Day 8 - SVM, Ensembles, Neural Networks
Posted on June 7, 2017
by Govind Gopakumar
Prelude
Announcements
- Doubt clearing session on Thursday (1500 - 1600)
- Programming tutorial on PCA by tomorrow (hopefully)
- Programming tutorial on Kernels (in SVM)
Recap
Principal Components Analysis
- Captures how the data “spreads”
- Means to reduce dimensionality
- Can capture multiple correlations in the data
Kernels
- Increase dimensionality without actually increasing it
- Works if we require only dot products
- Can learn non-linear surfaces with linear methods!
Support Vector Machines
Review of Perceptron
Model overview
- \(\langle w, x\rangle > 0.5, < 0.5\) : decision rule
- Learnt only a hyperplane
- Could be learnt very fast (stochastic method)
Drawbacks
- What line does it finally learn?
- Can this line be good? Or bad?
- What line should we learn?
SVM - I
Background
- Notion of a “margin”
- When is a line good? When is a line bad?

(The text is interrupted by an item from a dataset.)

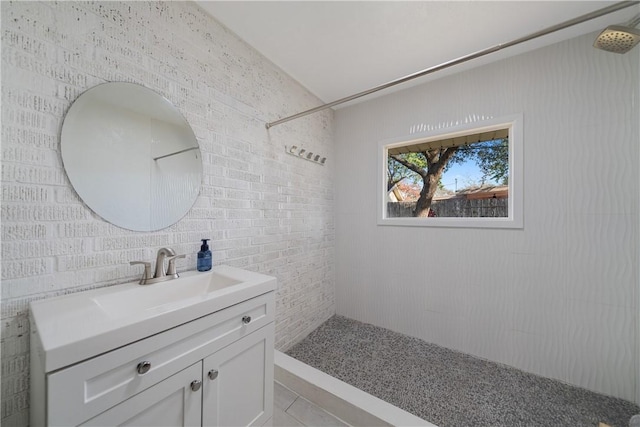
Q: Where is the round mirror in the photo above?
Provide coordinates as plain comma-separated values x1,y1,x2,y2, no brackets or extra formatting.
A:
60,82,202,231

- Do we increase margin? Or decrease it?
Loss functions
- Perceptron loss : \(y_n(\langle w, x_n\rangle) \leq 0\)
- Can we modify this?
SVM - II
Model overview
- Learn a “max margin” line
- Correctly classifies both classes
- Classify them with some distance
Time complexity?
- What vectors do I need to specify the model later on?
- “Support Vectors” : how did this come?
SVM - III
Learning the SVM?
- A bit more advanced maths than useful right now
- Can be solved exactly in case of seperable data
- If data isn’t seperable? : “Soft - Margin”
Using the SVM
- Wherever we have linear seperability
- What if we don’t have seperability?
SVM - IV
Concluding remarks
- Extremely popular : You WILL see it used everywhere!
- Highly optimized packages available, even in python!
- Active area of research
But it still learns a line?
- Kernel trick!
- Can also be used for regression
Boosting and ensembles
Ensemble models - I
What?
- What is an “ensemble”?
- How do we construct it?
- Different models on same data vs same model on different data?
How?
- Aggregate or voting on predictions
- Stack : predictions as features!
- Levels of models!
Ensemble models - II
Bagging
- Create multiple copies of data
- Train similar / same models on these copies
- Aggregate predictions
Why would this work?
- Each model captures the variance of data
- Noise is spread out, reduced
- How many replications?
Ensemble models - III
Boosting
- Use only weak algorithms
- Combine them iteratively to get better predictions
- Increase weight of hard examples
Process
- Have \(T\) different “weak” models
- Start with uniform weights for all points
- Learn an initial model
- Iteratively increase weights depending on previous mistakes
- Learn better models
Ensemble models - IV
AdaBoost
- Choose a weak model (Perceptron?)
- Let it learn from data
- Check where it made errors : increase these points!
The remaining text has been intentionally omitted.